Customers who have purchased from you recently are more likely to respond to your next promotion than those whose last purchase was further in the past. This is a universal principle which has been found to be true in almost all industries: insurance, banks, cataloging, retail, travel, etc. It is also true that frequent buyers are more likely to respond than less frequent buyers. Big spenders often respond better than low spenders. These are the three simple principles lying behind RFM analysis. What skilled marketers have done is to take these three ideas and quantify them. They code all customers into RFM cells and examine the response rates of the customers in each cell when exposed to the same promotion. It is true, of course, that only a percentage of customers will make an additional purchase based on a new promotion. But, of those that do respond, the responses usually come from customers in higher ranking RFM cells. Federal Express has good data on customer purchase history. They used this data to code all customers by RFM. Then, they used this coding in a very interesting way.

Objectives

The goals of the analysis were to:

Identify patterns of migration from RFM cell to cell over time.

Determine the extent to which customer migration patterns fell into discernible clusters

Identify investment and marketing strategies appropriate to each migration cluster.

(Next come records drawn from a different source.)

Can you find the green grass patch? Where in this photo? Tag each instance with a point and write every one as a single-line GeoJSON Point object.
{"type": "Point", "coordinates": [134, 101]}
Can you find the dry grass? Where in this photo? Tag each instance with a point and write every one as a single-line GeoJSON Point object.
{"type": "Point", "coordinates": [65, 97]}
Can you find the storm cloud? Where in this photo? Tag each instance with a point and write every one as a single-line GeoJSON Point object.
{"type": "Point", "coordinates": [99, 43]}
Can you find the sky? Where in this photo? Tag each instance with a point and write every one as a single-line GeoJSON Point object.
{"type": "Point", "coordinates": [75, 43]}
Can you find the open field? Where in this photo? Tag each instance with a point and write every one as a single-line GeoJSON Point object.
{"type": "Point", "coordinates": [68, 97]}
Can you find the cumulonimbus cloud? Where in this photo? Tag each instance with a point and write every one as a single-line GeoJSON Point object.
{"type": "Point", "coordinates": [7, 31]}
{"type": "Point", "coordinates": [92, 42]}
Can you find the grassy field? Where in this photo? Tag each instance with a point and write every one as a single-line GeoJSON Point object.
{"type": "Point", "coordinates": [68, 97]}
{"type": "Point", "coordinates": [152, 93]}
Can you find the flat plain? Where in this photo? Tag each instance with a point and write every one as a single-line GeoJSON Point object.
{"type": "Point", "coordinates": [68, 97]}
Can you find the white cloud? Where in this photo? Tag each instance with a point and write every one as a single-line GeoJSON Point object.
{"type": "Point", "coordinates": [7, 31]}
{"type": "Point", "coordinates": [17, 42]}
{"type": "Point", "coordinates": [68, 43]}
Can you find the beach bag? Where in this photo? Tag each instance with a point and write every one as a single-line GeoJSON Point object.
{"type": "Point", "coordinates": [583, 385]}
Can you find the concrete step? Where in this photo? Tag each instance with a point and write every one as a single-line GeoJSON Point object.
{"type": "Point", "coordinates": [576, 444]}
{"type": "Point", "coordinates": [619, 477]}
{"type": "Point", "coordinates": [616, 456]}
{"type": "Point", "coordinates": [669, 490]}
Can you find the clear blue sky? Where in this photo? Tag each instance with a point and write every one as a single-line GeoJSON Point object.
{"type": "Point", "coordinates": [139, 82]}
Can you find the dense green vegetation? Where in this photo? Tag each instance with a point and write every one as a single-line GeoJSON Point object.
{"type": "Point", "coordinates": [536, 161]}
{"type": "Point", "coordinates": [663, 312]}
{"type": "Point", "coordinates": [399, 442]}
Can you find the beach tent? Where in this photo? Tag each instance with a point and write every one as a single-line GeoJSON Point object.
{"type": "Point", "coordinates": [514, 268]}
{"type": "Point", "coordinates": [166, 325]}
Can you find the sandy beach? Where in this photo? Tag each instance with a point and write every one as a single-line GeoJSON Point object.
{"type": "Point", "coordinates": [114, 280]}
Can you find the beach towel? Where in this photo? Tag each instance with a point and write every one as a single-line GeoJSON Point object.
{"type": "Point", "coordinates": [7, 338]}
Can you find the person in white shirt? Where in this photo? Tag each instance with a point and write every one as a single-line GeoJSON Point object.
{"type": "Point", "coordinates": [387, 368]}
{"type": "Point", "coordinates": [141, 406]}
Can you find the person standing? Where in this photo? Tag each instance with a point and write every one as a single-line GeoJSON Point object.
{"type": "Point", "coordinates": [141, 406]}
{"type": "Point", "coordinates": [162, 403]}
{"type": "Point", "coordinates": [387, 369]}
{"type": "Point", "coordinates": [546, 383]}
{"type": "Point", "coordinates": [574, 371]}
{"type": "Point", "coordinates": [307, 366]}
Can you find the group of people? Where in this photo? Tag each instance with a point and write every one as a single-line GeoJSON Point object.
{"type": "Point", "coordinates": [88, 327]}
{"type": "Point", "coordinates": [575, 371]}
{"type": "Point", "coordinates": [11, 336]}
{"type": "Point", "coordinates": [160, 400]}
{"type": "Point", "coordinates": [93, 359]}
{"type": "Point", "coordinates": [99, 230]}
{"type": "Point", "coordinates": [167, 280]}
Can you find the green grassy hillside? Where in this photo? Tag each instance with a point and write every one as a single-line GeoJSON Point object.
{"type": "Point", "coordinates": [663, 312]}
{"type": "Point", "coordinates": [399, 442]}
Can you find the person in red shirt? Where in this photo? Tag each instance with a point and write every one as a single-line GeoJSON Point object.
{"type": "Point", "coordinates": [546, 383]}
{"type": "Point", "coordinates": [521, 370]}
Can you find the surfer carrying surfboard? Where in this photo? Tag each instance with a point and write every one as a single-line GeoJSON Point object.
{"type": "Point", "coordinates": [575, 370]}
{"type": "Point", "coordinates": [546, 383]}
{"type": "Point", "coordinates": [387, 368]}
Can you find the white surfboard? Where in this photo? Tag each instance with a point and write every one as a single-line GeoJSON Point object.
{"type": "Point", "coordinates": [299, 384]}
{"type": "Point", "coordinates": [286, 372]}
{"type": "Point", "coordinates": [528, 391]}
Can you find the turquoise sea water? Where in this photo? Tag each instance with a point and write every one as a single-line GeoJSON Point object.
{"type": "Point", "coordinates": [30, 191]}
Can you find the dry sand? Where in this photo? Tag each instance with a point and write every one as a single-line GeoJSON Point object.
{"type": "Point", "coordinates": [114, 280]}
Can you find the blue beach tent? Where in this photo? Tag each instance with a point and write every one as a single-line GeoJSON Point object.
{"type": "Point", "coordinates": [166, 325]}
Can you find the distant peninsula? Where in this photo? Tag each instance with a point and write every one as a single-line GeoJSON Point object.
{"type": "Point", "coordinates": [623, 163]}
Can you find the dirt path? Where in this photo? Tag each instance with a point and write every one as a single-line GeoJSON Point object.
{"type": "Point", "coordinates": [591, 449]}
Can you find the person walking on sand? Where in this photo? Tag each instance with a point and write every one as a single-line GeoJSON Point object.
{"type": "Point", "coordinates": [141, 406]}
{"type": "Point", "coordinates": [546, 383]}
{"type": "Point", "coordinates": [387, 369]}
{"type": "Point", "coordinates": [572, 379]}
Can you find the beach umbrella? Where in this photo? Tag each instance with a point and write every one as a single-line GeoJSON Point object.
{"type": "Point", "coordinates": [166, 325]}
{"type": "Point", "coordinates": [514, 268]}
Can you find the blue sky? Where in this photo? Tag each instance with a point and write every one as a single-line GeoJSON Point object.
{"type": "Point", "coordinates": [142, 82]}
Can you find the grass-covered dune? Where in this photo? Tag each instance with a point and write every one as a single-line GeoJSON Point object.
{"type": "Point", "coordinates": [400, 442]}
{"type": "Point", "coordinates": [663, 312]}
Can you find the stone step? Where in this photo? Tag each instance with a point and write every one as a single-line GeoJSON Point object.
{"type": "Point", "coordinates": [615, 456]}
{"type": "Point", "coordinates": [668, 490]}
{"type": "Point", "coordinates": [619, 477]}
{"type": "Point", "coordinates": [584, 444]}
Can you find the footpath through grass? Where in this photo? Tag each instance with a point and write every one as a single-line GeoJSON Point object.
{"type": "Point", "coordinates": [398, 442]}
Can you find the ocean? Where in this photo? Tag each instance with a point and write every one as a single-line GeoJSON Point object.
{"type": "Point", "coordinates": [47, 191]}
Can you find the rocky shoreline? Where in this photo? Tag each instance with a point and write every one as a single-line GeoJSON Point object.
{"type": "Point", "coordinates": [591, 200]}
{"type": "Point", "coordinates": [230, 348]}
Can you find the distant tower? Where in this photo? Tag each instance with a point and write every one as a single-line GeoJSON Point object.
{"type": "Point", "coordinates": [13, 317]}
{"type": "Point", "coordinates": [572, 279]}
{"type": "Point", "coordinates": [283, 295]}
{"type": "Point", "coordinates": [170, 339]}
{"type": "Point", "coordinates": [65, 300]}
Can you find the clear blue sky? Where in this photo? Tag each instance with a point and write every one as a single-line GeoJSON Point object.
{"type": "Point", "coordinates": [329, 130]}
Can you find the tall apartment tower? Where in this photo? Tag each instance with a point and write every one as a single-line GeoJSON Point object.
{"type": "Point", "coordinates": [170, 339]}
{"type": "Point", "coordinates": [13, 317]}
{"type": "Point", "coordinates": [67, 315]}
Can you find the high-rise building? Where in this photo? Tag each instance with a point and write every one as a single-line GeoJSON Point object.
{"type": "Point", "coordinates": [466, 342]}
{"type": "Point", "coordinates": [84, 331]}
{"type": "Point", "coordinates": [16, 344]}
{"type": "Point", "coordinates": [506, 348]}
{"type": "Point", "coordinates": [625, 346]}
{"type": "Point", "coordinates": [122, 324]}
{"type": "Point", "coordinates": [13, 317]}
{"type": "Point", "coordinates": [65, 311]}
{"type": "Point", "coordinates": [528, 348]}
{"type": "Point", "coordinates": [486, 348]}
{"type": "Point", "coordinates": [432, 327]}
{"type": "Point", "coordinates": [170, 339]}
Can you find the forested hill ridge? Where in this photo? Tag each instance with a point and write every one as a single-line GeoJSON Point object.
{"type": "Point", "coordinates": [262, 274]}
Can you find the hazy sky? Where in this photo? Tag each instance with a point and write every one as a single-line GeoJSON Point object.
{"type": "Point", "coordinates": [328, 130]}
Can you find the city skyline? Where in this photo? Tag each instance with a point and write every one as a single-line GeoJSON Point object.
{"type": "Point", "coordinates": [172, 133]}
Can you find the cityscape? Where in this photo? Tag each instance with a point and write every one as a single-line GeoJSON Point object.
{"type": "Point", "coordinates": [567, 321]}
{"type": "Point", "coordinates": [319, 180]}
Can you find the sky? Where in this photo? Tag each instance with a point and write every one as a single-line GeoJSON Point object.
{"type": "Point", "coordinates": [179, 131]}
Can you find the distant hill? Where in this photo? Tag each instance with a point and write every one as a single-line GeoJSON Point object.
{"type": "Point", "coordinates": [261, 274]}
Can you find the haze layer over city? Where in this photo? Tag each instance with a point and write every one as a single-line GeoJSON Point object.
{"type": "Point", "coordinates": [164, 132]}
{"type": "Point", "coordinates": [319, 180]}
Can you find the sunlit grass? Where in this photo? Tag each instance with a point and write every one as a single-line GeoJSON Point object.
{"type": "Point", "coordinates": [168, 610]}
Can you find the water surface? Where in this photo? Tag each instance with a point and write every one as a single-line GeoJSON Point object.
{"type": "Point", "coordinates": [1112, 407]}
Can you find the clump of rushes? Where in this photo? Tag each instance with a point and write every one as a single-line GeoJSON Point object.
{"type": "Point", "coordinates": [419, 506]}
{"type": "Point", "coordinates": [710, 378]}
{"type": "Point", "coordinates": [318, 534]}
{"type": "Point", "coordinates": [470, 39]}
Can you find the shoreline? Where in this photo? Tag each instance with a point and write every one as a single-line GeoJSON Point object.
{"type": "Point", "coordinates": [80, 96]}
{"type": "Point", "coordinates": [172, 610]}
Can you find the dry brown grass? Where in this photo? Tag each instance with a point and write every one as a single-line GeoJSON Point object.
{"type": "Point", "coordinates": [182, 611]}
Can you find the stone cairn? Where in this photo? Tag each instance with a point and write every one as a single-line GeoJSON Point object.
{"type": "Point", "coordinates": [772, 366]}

Assess the effectiveness of RFM migration vs. other segmentation and targeting strategies available for marketing promotions.

Migration means, of course, that some customers improve their performance over time. They move to a higher ranking RFM cell. Other customers regress to lower ranking RFM cells. Profitable marketing comes from anticipating the migration of groups of customers so that the marketing and service dollars are spent on higher value customers who will, in return, improve their spending and retention habits. Marketing dollars are thus not wasted on lower value customers who are less likely to migrate up.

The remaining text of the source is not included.